Pożar podczas corocznego święta chasydów w Lelowie

13.01.2022

Pożar podczas corocznego święta chasydów w Lelowie

O krok od tragedii. Częstochowscy policjanci zauważyli, że z jednego z budynków przy ulicy Ogrodowej w Lelowie, w którym odbywało się coroczne święto chasydów tzw. jorcajt (rocznica śmierci), wydobywają się kłęby dymu. Natychmiast ruszyli z pomocą i jeszcze przed przyjazdem straży pożarnej ewakuowali około 50 osób oraz ugasili pożar.

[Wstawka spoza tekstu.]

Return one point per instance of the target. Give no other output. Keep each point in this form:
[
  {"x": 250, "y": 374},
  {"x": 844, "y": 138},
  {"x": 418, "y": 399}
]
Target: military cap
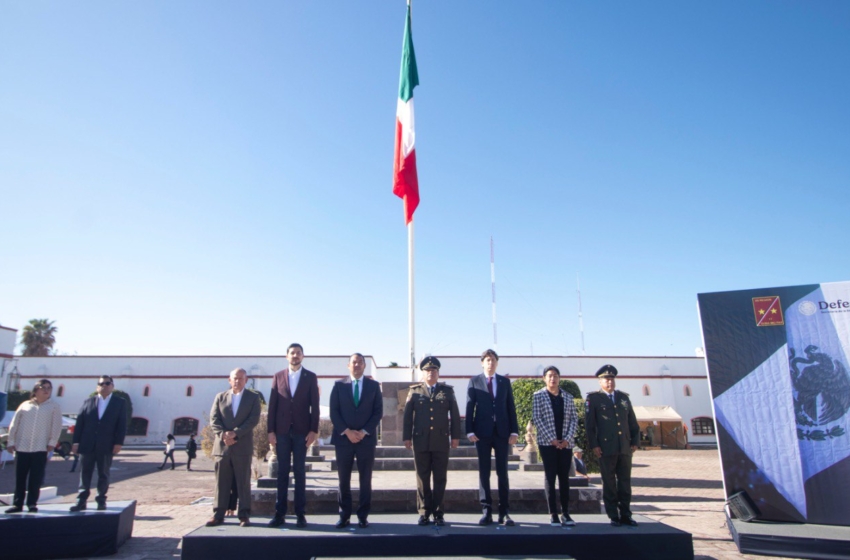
[
  {"x": 607, "y": 371},
  {"x": 429, "y": 362}
]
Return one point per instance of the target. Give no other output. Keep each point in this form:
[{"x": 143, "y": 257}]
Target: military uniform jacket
[
  {"x": 430, "y": 420},
  {"x": 614, "y": 428}
]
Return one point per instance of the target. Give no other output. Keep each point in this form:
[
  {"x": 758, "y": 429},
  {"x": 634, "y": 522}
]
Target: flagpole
[{"x": 410, "y": 305}]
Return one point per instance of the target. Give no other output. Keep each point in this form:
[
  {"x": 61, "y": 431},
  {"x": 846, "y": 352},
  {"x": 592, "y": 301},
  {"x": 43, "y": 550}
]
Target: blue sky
[{"x": 215, "y": 177}]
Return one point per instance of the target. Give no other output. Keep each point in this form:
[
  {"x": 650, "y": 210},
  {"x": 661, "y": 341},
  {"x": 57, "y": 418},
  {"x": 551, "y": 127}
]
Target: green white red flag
[{"x": 405, "y": 180}]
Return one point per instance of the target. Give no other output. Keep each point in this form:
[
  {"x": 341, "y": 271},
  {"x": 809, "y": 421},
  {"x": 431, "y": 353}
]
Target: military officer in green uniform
[
  {"x": 613, "y": 435},
  {"x": 431, "y": 420}
]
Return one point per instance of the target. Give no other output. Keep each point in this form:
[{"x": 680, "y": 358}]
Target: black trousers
[
  {"x": 500, "y": 446},
  {"x": 89, "y": 461},
  {"x": 556, "y": 464},
  {"x": 429, "y": 463},
  {"x": 345, "y": 455},
  {"x": 291, "y": 457},
  {"x": 168, "y": 455},
  {"x": 29, "y": 474},
  {"x": 616, "y": 472}
]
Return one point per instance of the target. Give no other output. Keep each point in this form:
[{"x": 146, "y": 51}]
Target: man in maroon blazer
[{"x": 293, "y": 427}]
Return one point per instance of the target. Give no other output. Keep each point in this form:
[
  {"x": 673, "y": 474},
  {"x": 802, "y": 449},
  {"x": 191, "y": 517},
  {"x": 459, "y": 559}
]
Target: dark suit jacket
[
  {"x": 100, "y": 435},
  {"x": 480, "y": 408},
  {"x": 222, "y": 420},
  {"x": 366, "y": 416},
  {"x": 298, "y": 412}
]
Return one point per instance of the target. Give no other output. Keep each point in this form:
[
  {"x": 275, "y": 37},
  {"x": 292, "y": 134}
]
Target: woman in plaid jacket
[{"x": 554, "y": 416}]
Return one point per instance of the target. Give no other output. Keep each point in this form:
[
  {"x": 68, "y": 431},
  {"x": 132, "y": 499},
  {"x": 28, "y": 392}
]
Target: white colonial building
[{"x": 173, "y": 394}]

Każdego roku o tej samej porze do niewielkiej miejscowości w województwie śląskim przybywają Żydzi z całego świata na grób czczonego przez nich cadyka Dawida Bidermana. Ta uroczystość jest również dużym wyzwaniem dla służb.

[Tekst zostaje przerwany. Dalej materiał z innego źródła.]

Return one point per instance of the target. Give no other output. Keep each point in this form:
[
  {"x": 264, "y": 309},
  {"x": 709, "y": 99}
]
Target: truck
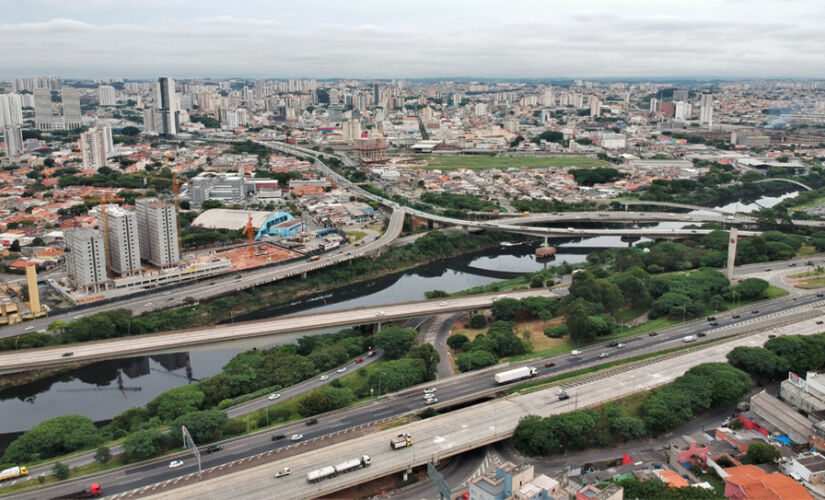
[
  {"x": 332, "y": 471},
  {"x": 516, "y": 374},
  {"x": 402, "y": 441},
  {"x": 93, "y": 491},
  {"x": 13, "y": 472}
]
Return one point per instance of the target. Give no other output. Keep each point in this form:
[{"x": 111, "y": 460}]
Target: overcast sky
[{"x": 412, "y": 38}]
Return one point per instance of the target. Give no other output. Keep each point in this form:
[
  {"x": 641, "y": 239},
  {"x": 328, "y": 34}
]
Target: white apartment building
[
  {"x": 86, "y": 258},
  {"x": 122, "y": 232},
  {"x": 157, "y": 232}
]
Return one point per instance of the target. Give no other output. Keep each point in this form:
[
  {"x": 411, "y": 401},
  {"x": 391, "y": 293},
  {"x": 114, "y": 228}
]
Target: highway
[
  {"x": 221, "y": 285},
  {"x": 465, "y": 387},
  {"x": 16, "y": 361},
  {"x": 451, "y": 433}
]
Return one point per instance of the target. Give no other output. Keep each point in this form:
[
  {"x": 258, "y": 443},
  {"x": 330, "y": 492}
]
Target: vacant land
[{"x": 485, "y": 162}]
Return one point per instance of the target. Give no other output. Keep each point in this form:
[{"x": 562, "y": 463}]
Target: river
[{"x": 103, "y": 390}]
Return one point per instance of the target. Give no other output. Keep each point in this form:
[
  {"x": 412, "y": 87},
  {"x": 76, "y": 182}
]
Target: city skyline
[{"x": 529, "y": 39}]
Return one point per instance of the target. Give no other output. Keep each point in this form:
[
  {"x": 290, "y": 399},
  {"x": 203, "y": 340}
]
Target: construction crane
[
  {"x": 175, "y": 191},
  {"x": 249, "y": 231},
  {"x": 103, "y": 202}
]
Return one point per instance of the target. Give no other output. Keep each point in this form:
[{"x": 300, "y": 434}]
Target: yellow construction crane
[
  {"x": 103, "y": 202},
  {"x": 175, "y": 190}
]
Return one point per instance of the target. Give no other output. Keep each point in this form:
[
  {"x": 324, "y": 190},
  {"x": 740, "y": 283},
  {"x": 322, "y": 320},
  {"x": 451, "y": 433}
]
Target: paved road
[
  {"x": 221, "y": 285},
  {"x": 454, "y": 432},
  {"x": 467, "y": 387},
  {"x": 287, "y": 327}
]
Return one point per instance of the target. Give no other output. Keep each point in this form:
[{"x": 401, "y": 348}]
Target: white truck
[
  {"x": 402, "y": 441},
  {"x": 516, "y": 374},
  {"x": 13, "y": 472},
  {"x": 332, "y": 471}
]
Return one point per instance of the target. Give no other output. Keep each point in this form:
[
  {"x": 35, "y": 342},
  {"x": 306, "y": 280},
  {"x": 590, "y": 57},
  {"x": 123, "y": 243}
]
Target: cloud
[{"x": 583, "y": 43}]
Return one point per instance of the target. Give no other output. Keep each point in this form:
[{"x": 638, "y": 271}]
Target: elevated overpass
[
  {"x": 288, "y": 327},
  {"x": 458, "y": 431}
]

Od 2020 roku, ze względu na pandemię, obchody mają zdecydowanie skromniejszy przebieg, przekłada się to również na mniejsze siły policyjne kierowane do Lelowa. W tym roku chasydzi spotkali się w niedzielę, 9 stycznia. W rejon budynku należącego do żydowskiej fundacji skierowano dodatkowo czteroosobowy patrol z Samodzielnego Pododdziału Prewencji Policji w Częstochowie. I to właśnie ci policjanci około godziny 17.00 zauważyli dym oraz płomienie ognia wydobywające się z okna budynku, w którym trwały uroczystości.

Policjanci natychmiast weszli na pierwsze piętro do sali, w której byli ludzie. Pomieszczenie było kompletnie zadymione, widoczność była bardzo ograniczona. Funkcjonariusze zlokalizowali jednak źródło pożaru i  ewakuowali uczestników uroczystości. Wezwali na miejsce straż pożarną, ale jeszcze przed przybyciem strażaków pobiegli do radiowozu po gaśnice, aby zapobiec dalszemu rozprzestrzenianiu się ognia.

Mundurowi wyprowadzili z budynku w sumie 50 osób oraz ugasili pożar. Dzięki szybkiej reakcji policjantów nikt nie odniósł obrażeń i udało się ograniczyć straty materialne spowodowane rozprzestrzenianiem się ognia.